Hemos llegado a la casa de doña Florencia, directora de la Oficina de Turismo de Cali.

Por: Margarita Rosa De Francisco (@margaritarosadf)
| Foto: Luis Carlos Cifuentes

Mi mamá está trabajando para ella en el departamento de Relaciones Públicas mientras corren agonizantes los años setenta. A mis dos hermanos y a mí nos asusta venir aquí, porque el otro día la dueña de esta mansión nos mostró el museo de momias calimas instalado en uno de los cuartos; sin embargo, a veces, cuando tienen reunión como hoy que es sábado y el sol está quemando, nos traen para que nos bañemos en la piscina mientras tanto.

Antes de alcanzar la gran puerta de madera, atravesamos un jardín encantado, donde los caladios con sus hojas terminadas en punta, anchas y rosadas en el centro, parecen lenguas de reptiles prehistóricos.
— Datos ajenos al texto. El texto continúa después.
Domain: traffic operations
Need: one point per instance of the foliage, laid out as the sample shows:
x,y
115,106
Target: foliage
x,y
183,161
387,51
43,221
La vegetación de este lugar es intimidante, densa y masiva; los helechos son explosiones gigantes de un oscuro verdor, y las hojas de los arbustos, colosales, orejas de elefante.

Para llamar, mi mamá agarra la manija que golpea la mandíbula de un león tallado en cobre a manera de escudo. Pronto sentimos los pasos de la anfitriona castañeteando contra las baldosas del piso y aparece, como una flor de la sombra, esta mujer encantadora, risueña y malhablada, de labios muy carnosos y siempre pintados de rojo. Al tiempo que nos saluda con su acostumbrado desparpajo, nos conduce por el kilométrico corredor central, y allá al fondo, como una luz al final del túnel, se ve ocurrir el estallido de los rayos solares sobre el patio ahogado en hiedra, presidido además por un caucho retorcido y magnífico. En el centro, como un espejo, reluce el agua quieta de la piscina. “Ve, Emérito, bajate unos mangos y echámeles un ojito a los niños, haceme el favor”, le dice Florencia a un muchacho color añil que salió del corazón del bosque con una manguera enrollada en el brazo. Al cabo de unos minutos ya hemos despelucado el agua con nuestros clavados y zambullidas. De vez en cuando me percato de la mirada del joven jardinero que parece cumplir a rajatabla la orden de su patrona, confundido en la hondura de esta espesa selva amurallada. Por momentos veo su figura semidesnuda recortada contra la luz, desplazándose silenciosamente entre el follaje como una escultura de ébano viviente, acaso completando las piezas del museo antropológico que es toda esta casa.

Hemos decidido jugar al escondite. Mi hermano está contando del 1 al 20, y yo voy a ocultarme cerca de uno de los palos de mango, al amparo de unas ramas de cintas y culantrillos que caen frente a mí como cortinas señoriales. De repente, cual venado que presiente el peligro sin saber de dónde procede, me giro y me tropiezo con los ojos negros del hombre. Nuestro vigía tiene más o menos 18 años, está acuclillado cerca de mí y me hace una seña con el dedo para que me mantenga en silencio. Voy a cambiar de lugar, pero él me jala del brazo, me sujeta la cara con las dos manos y pega sus gruesos labios a los míos con la presión de una ventosa amazónica. Cierro los ojos exprimiendo los párpados mientras dentro de mi boca, en fracciones de segundo y con movimientos centrífugos desenfrenados, un molusco convulsivo, una especie de serpiente sin escamas, amenaza con metérseme por la garganta, excretando un jugo sanguíneo con sabor a hierro. “No le vaya a decí a nadies poke voy a su casa y me la robo”, me advierte antes de desaparecer como un animal veloz, que deja el rastro de su presencia tiritando en las matas. No entiendo lo que ha hecho. Me levanto con ganas de meter la cabeza en un río y lavarme toda con límpido. Quiero ir con mis hermanos. Estoy temblando, igual que las campanillas violeta de este jardín.

Así fue. Mi primer beso me lo robó Emérito, el hijo de la cocinera de la casa de doña Florencia en Cali, cuando yo tenía 8 años. Un beso bastardo y vergonzante que necesitó unas cuantas décadas y un intento de poesía para poderse confesar y así sacarlo de su ignominia. Este tipo de besos puede ser venenoso, porque vacuna los labios contra los besos enamorados. No concebía que algún sentimiento pudiera darles altura a formas tan procaces. El acto de besar, “qué cosa atroz”, pensé por mucho tiempo.